Always pair lock() with try/finally/unlock. Never call lock() twice in one path without two unlocks—easy to break with early returns. For virtual-thread-heavy code, profile for pinning: long synchronized or native blocks on carrier; consider ReentrantLock in hot paths if pinning appears.

ReadWriteLock

Splits access into a read lock (shared, many threads) and a write lock (exclusive). ReentrantReadWriteLock is ideal when reads dominate (configuration caches, feature flags, in-memory indexes) and writes are rare. Readers block only when a writer holds the write lock; writers block all readers and other writers.

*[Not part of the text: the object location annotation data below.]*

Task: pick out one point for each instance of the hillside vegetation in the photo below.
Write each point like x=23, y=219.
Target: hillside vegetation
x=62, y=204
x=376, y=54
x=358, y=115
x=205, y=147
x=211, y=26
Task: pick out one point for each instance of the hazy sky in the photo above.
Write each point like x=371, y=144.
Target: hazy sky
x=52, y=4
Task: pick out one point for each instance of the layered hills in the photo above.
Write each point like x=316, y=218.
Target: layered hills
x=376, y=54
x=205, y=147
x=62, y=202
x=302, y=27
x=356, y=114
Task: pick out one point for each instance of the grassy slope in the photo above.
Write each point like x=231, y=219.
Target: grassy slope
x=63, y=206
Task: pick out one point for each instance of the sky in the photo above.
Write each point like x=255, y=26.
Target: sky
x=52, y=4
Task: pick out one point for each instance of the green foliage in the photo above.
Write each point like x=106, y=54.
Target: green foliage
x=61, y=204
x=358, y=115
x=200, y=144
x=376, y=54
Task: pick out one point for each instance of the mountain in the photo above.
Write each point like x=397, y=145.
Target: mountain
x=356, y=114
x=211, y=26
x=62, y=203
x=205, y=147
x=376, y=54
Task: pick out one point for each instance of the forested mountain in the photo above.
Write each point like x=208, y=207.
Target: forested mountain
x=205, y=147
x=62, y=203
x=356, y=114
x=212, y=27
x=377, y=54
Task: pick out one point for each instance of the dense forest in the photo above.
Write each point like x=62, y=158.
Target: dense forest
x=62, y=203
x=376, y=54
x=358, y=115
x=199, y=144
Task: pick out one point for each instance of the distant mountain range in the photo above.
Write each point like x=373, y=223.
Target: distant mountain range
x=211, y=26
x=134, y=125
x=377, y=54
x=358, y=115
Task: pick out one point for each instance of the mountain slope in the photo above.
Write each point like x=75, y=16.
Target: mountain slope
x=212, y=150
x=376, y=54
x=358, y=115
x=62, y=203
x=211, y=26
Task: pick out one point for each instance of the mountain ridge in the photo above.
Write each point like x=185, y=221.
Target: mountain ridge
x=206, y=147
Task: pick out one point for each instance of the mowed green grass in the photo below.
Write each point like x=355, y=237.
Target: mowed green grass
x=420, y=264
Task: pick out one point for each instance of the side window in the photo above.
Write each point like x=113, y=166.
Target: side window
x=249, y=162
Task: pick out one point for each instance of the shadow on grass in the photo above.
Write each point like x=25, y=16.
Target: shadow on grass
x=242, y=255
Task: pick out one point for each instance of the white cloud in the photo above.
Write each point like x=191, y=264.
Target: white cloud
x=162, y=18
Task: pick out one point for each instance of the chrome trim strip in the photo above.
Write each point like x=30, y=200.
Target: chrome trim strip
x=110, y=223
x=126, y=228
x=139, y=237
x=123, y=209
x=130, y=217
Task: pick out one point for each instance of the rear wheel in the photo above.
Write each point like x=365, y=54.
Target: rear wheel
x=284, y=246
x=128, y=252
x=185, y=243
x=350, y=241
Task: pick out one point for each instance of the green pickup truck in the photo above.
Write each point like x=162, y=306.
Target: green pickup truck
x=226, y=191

Downgrade is possible in advanced patterns (hold write lock, release to read lock) but easy to misuse—most apps stick to simple lock/unlock per method. Stale reads are still possible if you return mutable objects without copying—locking does not replace defensive copies.

Java
ReadWriteLock rw = new ReentrantReadWriteLock();
Map<String, Config> cache = new HashMap<>();

Config get(String key) {
    rw.readLock().lock();
    try {
        return cache.get(key);
    } finally {
        rw.readLock().unlock();
    }
}

StampedLock Java 8+ — optimistic reads

StampedLock is not a replacement for every ReadWriteLock—it trades API complexity for throughput on read-heavy workloads. Three modes: write lock, read lock, and optimistic read (no lock acquired).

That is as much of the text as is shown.